[Biopython-dev] Indexing (large) sequence files with Bio.SeqIO

Mon Aug 31 13:49:40 UTC 2009

On Mon, Aug 31, 2009 at 2:24 PM, Brad Chapman<chapmanb at 50mail.com> wrote:
>
> Hi Peter;
>
>> The Bio.SeqIO.indexed_dict() functionality is in CVS/github now
>> as I would like some wider testing. My earlier email explained the
>> implementation approach, and gave some example code:
>> http://lists.open-bio.org/pipermail/biopython-dev/2009-August/006654.html
>
> Sweet. I pulled this from your branch earlier for something I was
> doing at work and it's great stuff.

Thanks :)

What file formats where you working on, and how many records?

> My only suggestion would be to
> change the function name to make it clear it's an in memory index.
> This will clear us up for similar file based index functions.

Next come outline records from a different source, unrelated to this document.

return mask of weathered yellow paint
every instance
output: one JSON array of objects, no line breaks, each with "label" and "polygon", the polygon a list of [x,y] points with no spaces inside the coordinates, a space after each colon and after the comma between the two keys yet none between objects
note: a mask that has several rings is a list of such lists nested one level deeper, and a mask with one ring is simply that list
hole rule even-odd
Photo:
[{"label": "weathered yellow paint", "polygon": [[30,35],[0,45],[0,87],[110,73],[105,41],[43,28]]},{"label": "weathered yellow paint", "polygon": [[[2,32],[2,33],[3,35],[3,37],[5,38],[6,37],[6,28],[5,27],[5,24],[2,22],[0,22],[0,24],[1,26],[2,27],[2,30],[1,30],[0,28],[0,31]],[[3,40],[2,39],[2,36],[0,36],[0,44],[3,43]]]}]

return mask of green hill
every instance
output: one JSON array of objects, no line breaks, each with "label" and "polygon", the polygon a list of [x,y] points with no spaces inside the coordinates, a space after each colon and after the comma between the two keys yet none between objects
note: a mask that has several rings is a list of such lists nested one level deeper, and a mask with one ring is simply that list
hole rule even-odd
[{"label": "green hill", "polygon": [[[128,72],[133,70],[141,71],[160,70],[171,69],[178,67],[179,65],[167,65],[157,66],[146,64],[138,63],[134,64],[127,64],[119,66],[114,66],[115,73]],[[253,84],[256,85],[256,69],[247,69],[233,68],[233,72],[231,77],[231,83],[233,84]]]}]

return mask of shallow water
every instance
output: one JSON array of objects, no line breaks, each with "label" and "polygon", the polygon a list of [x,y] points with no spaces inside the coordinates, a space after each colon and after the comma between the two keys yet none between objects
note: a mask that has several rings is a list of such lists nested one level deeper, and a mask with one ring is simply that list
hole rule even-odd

True. Have got any bright ideas for a better name? While the
index is in memory, the SeqRecord objects are not (unlike the
original Bio.SeqIO.to_dict() function).

Or we have one function Bio.SeqIO.indexed_dict() which can
either use an in memory index, OR an on disk index, offering
the same functionality.

>> Another option (like the shelve idea we talked about last month)
>> is to parse the sequence file with SeqIO, and serialise all the
>> SeqRecord objects to disk, e.g. with pickle or some key/value
>> database. This is potentially very complex (e.g. arbitrary Python
>> objects in the annotation), and could lead to a very large "index"
>> file on disk. On the other hand, some possible back ends would
>> allow editing the database... which could be very useful.
>
> My thought here was to use BioSQL and the SQLite mappings for
> serializing. We build off a tested and existing serialization, and
> also guide people into using BioSQL for larger projects.
> Essentially, we would build an API on top of existing BioSQL
> functionality that creates the index by loading the SQL and then
> pushes the parsed records into it.

Using BioSQL in this way is a much more general tool than
simply "indexing a sequence file". It feels like a sledgehammer
to crack a nut. Also, do you expect it to scale well for 10 million
plus short reads? It may do, but on the other hand it may not.

You will also face the (file format specific but potentially significant)
up front cost of parsing the full file in order to get the SeqRecord
objects which are then mapped into the database. My new
Bio.SeqIO.indexed_dict() code (whatever we call it) avoids this
and the speed up is very nice (file format specific of course).

Also while the current BioSQL mappings are "tried and tested",
they don't cover everything, in particular per-letter-annotation
such as a set of quality scores (something that needs addressing
anyway, probably with JSON or XML serialisation).

All the above make me lean towards a less ambitious target
(read only dictionary access to a sequence file), which just
requires having an (on disk) index of file offsets (which could
be done with SQLite or anything else suitable). This choice
could even be done on the fly at run time (e.g. we look at the
size of the file to decide if we should use an in memory index
or on disk - or start out in memory and if the number of records
gets too big, switch to on disk).

Peter